Più complessa la situazione in pieno inverno. A mezzanotte del 21 dicembre i 38 GW di domanda sono coperti da 14 GW di import (soprattutto da vento dalla Gran Bretagna attraverso la Francia), 3 GW di eolico, 6 di idro più 2 da recupero di acqua pompata, 2 di biomasse, 3 da biogas, 3 dalla scarica di batterie, 5 da turbine alimentate da power-gas.

A mezzogiorno la domanda sale invece a 68 GW (di cui però 14 sono per la carica di batterie e 13 per il pompaggio idro), soddisfatti da 14 GW di import (sempre dall’eolico del Nord Europa), 5 di turbine a power-gas,   6 da idro, 2 eolico, 16 di solare per la rete, 25 di solare autoconsumato (dev’essere una gran bella giornata quel 21 dicembre 2030!).

Insomma, come si vede, il modello usa assunzioni piuttosto estreme sulla quantità di eolico e solare da installare (in Italia almeno un centinaio di GW di FV, di cui la metà su tetti, con un certo ottimismo sulla sua capacità di produrre in inverno), oltre che su quantità stratosferiche di batterie in cui accumulare energia, per cui forse non ci sarebbero neanche abbastanza risorse minerarie.

«In realtà il modello non prevede poi neanche tante batterie destinate allo storage per la rete, in quanto noi immaginiamo che verranno destinate a questo uso anche quelle dei mezzi elettrici. È vero che forse di litio a basso costo per quello scopo non ce n’è forse abbastanza, ma la ricerca su altre batterie, per esempio all’alluminio, è effervescente».

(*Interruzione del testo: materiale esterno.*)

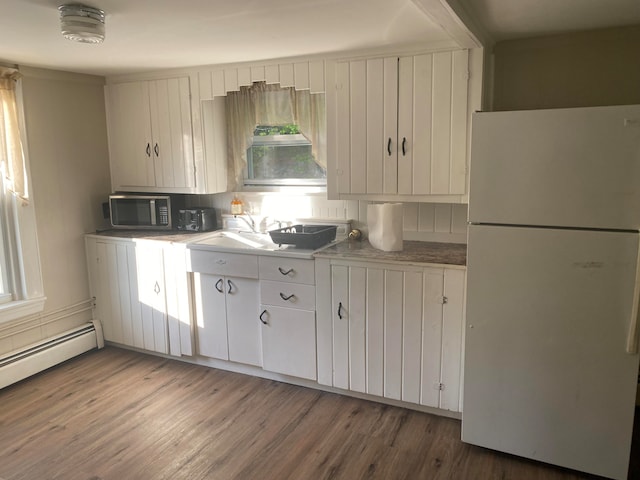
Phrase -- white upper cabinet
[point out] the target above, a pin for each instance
(150, 136)
(399, 128)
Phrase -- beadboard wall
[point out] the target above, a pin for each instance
(422, 221)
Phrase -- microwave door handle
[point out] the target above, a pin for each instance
(152, 206)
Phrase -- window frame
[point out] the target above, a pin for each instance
(20, 241)
(282, 140)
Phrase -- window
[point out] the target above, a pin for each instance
(281, 155)
(20, 276)
(276, 136)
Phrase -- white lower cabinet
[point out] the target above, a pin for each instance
(288, 341)
(226, 318)
(288, 316)
(393, 331)
(226, 306)
(138, 304)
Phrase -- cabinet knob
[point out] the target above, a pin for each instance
(286, 297)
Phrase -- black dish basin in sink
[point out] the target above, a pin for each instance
(304, 236)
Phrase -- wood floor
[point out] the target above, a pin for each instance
(116, 414)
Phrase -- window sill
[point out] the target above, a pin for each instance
(21, 308)
(291, 189)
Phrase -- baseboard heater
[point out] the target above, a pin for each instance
(20, 364)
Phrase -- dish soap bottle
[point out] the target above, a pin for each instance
(236, 206)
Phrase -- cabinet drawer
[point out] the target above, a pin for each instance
(287, 270)
(219, 263)
(285, 294)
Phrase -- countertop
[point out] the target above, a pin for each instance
(413, 252)
(173, 236)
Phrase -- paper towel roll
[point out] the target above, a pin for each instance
(385, 226)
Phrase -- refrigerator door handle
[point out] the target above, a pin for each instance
(632, 338)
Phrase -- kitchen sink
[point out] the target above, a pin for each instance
(239, 240)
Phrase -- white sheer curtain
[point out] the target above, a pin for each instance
(11, 152)
(263, 104)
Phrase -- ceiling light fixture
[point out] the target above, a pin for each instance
(81, 23)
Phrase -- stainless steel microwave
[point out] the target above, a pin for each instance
(154, 212)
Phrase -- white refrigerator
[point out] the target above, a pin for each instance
(551, 361)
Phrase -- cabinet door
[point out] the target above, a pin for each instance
(397, 332)
(243, 325)
(367, 126)
(130, 294)
(211, 315)
(172, 142)
(151, 296)
(289, 341)
(432, 123)
(129, 127)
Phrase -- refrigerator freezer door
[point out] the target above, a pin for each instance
(546, 374)
(567, 167)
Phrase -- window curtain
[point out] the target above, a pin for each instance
(11, 151)
(263, 104)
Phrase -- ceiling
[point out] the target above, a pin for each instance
(510, 19)
(143, 35)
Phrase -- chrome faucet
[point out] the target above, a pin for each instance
(250, 223)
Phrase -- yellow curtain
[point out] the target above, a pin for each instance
(263, 104)
(11, 151)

Ma, a parte le controverse considerazioni su costi e possibilità materiale di installare così tante rinnovabili e sistemi di accumulo, come pensate che possa essere convinto il pubblico, soprattutto in paesi densamente popolati e “delicati” come l’Europa, a inondare i territori di pannelli, turbine e linee elettriche?

«In realtà nelle nostre simulazioni abbiamo inserito un limite di occupazione di suolo: 4% massimo, non proprio un grande invasione. E comunque crediamo che di fronte alla necessità di evitare una catastrofe climatica, un qualche sforzo massivo finanziario e industriale, e anche qualche “sacrificio estetico”, vada pur fatto».

Però la situazione dipinta dal vostro modello potrebbe in un certo senso essere “alleviata” aggiungendo un sistema di traffico internazionale di idrogeno o di idrocarburi di sintesi, prodotti dove ci sono enormi risorse da rinnovabili (per esempio i mari antartici per il vento o le coste del Sahara per il sole) e poca popolazione.

«È vero, è un fattore che crediamo anche noi diverrà importante in futuro, appena saranno messe a punto le necessarie tecnologie: scambiarsi prodotti energetici sintetizzati con le rinnovabili, usando buona parte delle infrastrutture già esistenti, potrebbe essere più conveniente di linee elettriche intercontinentali, e sicuramente ambientalmente meno rischioso che scambiarsi biomasse. Sicuramente, insieme ai dati su trasporti e riscaldamento, farà parte del nostro The global Internet of Energy 2.0».